Review: Gemma Whelan shines as The Tower makes for a welcome feast after the fast food disappointment of ITV's recent crime dramas
I sometimes think ITV’s way of finding a hit new crime drama is similar to my technique for working out if spaghetti is cooked – fling a load of it at a wall and see what sticks.
We’ve had Angela Black, The Long Call, and Hollington Drive – none of which seem ripe for a second series – and this week, we had The Tower (ITV, Mon-Weds, 9pm), which began with a policeman and a young girl falling from a London tower block, and then went backwards and forwards in time from that point to find out what happened.

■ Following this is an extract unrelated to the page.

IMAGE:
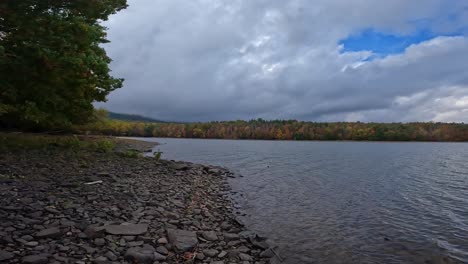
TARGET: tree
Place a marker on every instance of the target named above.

Leading the investigation was ‘Red Riding Hood’ DS Sarah Collins (Gemma Whelan), all buttoned-down collars and buttoned-up emotions.

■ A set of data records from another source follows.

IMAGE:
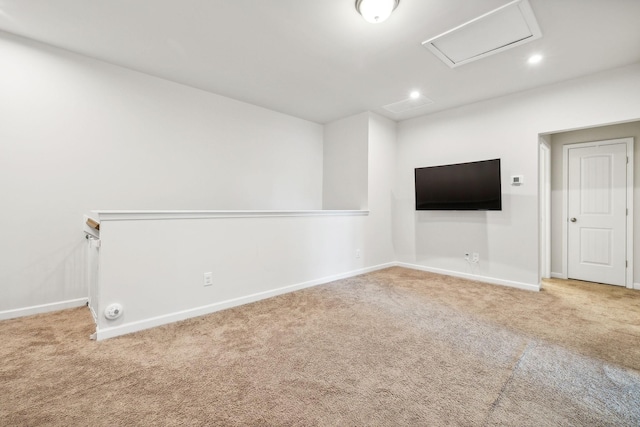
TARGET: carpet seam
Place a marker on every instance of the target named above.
(515, 367)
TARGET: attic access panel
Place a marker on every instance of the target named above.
(506, 27)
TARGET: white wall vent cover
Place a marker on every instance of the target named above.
(408, 104)
(503, 28)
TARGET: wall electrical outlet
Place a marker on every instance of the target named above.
(208, 279)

Wearing a red mac, Collins is as straight as they come, working her way through the dark forbidding forest of the Met, trying to protect her purity from her wolfish colleagues.
None more so than the lupine DI Shaw (Emmett J Scanlan), the wrongest wrong’un in the history of wrong’uns – you can tell because he sits in the dark drinking whiskey with his pinkie finger sticking out.
The Tower is about the clash between ideals and pragmatism, principles and compromise. Collins is all about what’s right and damn the consequences.
“What surprises me is how untouchable some people think they are,” she tells her more morally ambiguous colleague DS Steve Bradshaw (Jimmy Akingbola).
But she’s never sanctimonious – there are enough hints to show there are emotions beneath Collins’ Victorian demeanour.
Whelan is great, nothing is as clear-cut as you might initially think and there’s enough left unsaid to think a second series would be welcome. Buon appetito!
As someone who’s not good at anything, there is fun to be had in seeing the pros on Masterchef: The Professionals (BBC1, Mon, Weds, Fri) make a mess of things. Still eat it though.
Shark with Steve Backshall (Sky Showcase, Sun, 8pm) is fascinating, but there are rather too many shots of ever-enthusiastic Steve looking sun-kissed and rugged, and not enough of the sharks.